Due to growing domestic consumption, coupled with a decline in domestic production, exports of Indian walnuts decreases. Additionally, tighter domestic supplies encouraged walnut imports, which are forecast at 1,000 MT. As the United States is the only country which currently meets India's quarantine requirements, U.S. walnuts are likely to be exclusively imported. Walnuts are imported into India without quantitative restrictions under the Open General License (OGL) program. Imports are subject to an effective import duty of 30.9 percent except for imports originating from the South Asian Association for Regional Cooperation (SAARC) countries and Afghanistan. Earlier, most of the walnut growing areas were either remote or tribal, and marketing was difficult. Now, with the availability of better communications and road networks, marketing to cities can be done easily. Walnut is a nonperishable commodity and has good storability. It can therefore be transported easily to distant places, including for export.

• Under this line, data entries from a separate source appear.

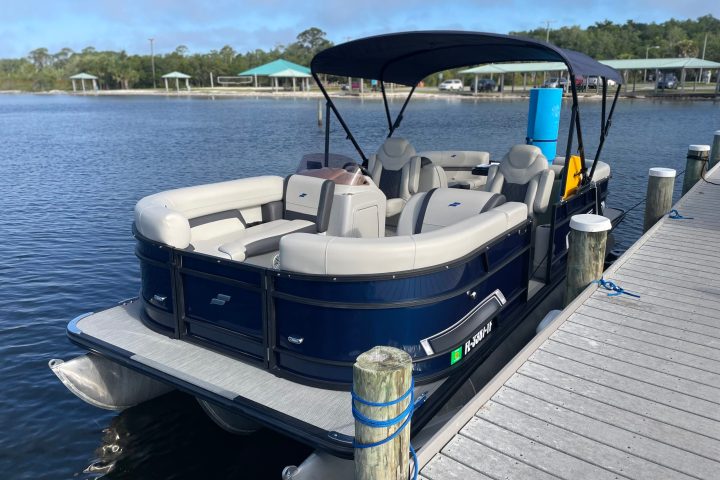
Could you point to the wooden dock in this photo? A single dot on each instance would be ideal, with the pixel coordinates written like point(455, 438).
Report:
point(616, 387)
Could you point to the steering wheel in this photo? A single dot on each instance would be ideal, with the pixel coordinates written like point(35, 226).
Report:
point(362, 169)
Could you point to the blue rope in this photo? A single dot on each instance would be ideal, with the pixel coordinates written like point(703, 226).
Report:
point(614, 289)
point(675, 215)
point(404, 417)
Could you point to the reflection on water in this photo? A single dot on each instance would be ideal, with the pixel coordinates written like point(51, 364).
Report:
point(71, 170)
point(171, 437)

Significant increases in walnut production can be expected in Jammu & Kashmir where local selections and new cultivars are being evaluated which will require expanded market development. Those engaged in production research must become more closely aligned with the processing and marketing industry to ensure that the quality aspects of walnuts are considered in relation to commercial demand and processing technology. Crop improvement related to higher yield, high number of fruitful lateral, precocity, late leafing, early harvesting, reduce tree size, self-fertile and homogamy are desired. Which is difficult through breeding process and will take long time for achieving the desired results. Therefore researchers are exploiting the local genepool for walnut improvement through selection. Smooth shell texture, light colour, round to oblong in shape, paper shell, strong shell seal, high kernel-shell ratio, plump, bold, easy to remove kernel halves, light in colour, sweet in taste, well filled kernels are some of the good chracteristics for walnut improvement, to boost the export of produce and compete in the international market. Central Institute of Temperate Horticulture, J&K has developed different varieties among these promising one are CITH Walnut 1, CITH Walnut 2, CITH Walnut 3, CITH Walnut 4, CITH Walnut 5, CITH Walnut 6, CITH Walnut 7, CITH Walnut 8, CITH Walnut 9, CITH Walnut 10. Similarly SKUAST- K Shalimar, Kashmir, Srinagar has also recently released two selections Hamdan, Sulaiman. These promising varieties has revolutionized the walnut production in Jammu and Kashmir. These varieties can compete in the national and international market.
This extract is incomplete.